Overview
Finance is a field of economics that deals with the study of money, capital markets, and how funds are managed. It includes areas like business, personal, public, fiscal, and monetary finance. In Farseer, the focus is on business (corporate) finance.
Corporate finance is about increasing company value for shareholders, choosing funding sources, managing capital structure, and using tools to allocate resources.
Financial managers focus more on short-term financial health (profitability, cash flow and working capital management), ensuring the company can operate safely and profitably. Their key tasks are:
Repaying debts on time.
Maintaining enough cash flow for daily expenses (materials, salaries, bills, rent).
Forecasting the need for funds based on budgets.
Deciding the right mix of debt and equity (capital structure).
Farseer helps financial managers handle these challenges through financial models, which make managing business finance easier and more efficient.
Fundamental Financial Statements
The three key financial statements are the balance sheet, income statement, and cash flow statement. Together, they provide a complete picture of a company’s financial position, performance, and liquidity.
Balance Sheet: Shows assets, liabilities, and equity at a specific date. It presents what the company owns and how those assets are financed, offering a snapshot of its financial position.
Income Statement: Reports revenues and expenses over a period, resulting in profit or loss. It also serves as the basis for calculating financial indicators such as liquidity, profitability, solvency, and efficiency.
Cash Flow Statement: Tracks cash inflows and outflows from operations, investments, and financing activities, making it a key measure of liquidity.
Consolidation: When a parent company owns more than 50% of another company (subsidiary), their financial statements are combined into consolidated reports.
CAPEX (Capital Expenditures/Capital Costs) are funds that a company spends on purchasing, upgrading or funds invested in long-term assets such as buildings, equipment, or technology. They represent larger, one-time investments that bring value over time.
Examples: buying machinery, constructing or renovating facilities, investing in software, or upgrading infrastructure.
OPEX (Operating Expenditures) are costs of daily business operations. Unlike CAPEX, they do not create long-term assets but keep the business running.

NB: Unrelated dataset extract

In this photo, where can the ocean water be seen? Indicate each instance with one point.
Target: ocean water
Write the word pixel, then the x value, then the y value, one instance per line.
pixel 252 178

Examples: salaries, rent, utilities, materials, marketing, and equipment maintenance.
In short, CAPEX = long-term investments, while OPEX = ongoing operational costs.
Cost Allocation with Allocation Keys
Cost Allocation with Allocation Keys is the process of assigning cost to different segments within an organization using predefined criteria/keys. This method helps in the fair and precise distribution of costs within different departments of a company.
Allocation Keys are criteria used to distribute costs fairly across departments or activities, based on how resources are consumed. Common allocation keys include:
Number of employees – for HR-related costs (wages, training, office space).
Square footage – for facility costs (rent, utilities, cleaning).
Machine hours – for equipment-related costs (maintenance, depreciation).
Revenue or sales – for allocating administrative costs by contribution.
Example: A company must allocate €10,000 in electricity costs to three departments using square footage as the key:
Production (50%) → €5,000
Administration (30%) → €3,000
Sales (20%) → €2,000
This method ensures costs are distributed transparently and in proportion to actual resource usage, improving reporting accuracy and cost control.
Placing in the Context of Accounting
The General Ledger (GL) is the main document in an accounting system that contains all financial transactions of the company. GL provides a comprehensive overview of the organization’s financial state, it shows all revenues, expenses, liabilities and equity. GL data is often the basis for reporting and tools like Farseer.
Accounts: Records that track specific types of assets, liabilities, income, or expenses. Each account has a unique name and number.
Journal Entries: Transactions are first entered in a journal (with date, description, debit, and credit) and then posted to the appropriate accounts in the GL. For example, buying inventory increases the “Inventory” account and decreases “Cash.”
Synthetic vs. Analytical Accounts
Synthetic Accounts: Main accounts in the GL, used for summarized financial reporting (e.g., total assets, liabilities, revenues).
Analytical Accounts: Sub-accounts that provide detailed tracking and analysis of transactions, giving more precise insights into business activities.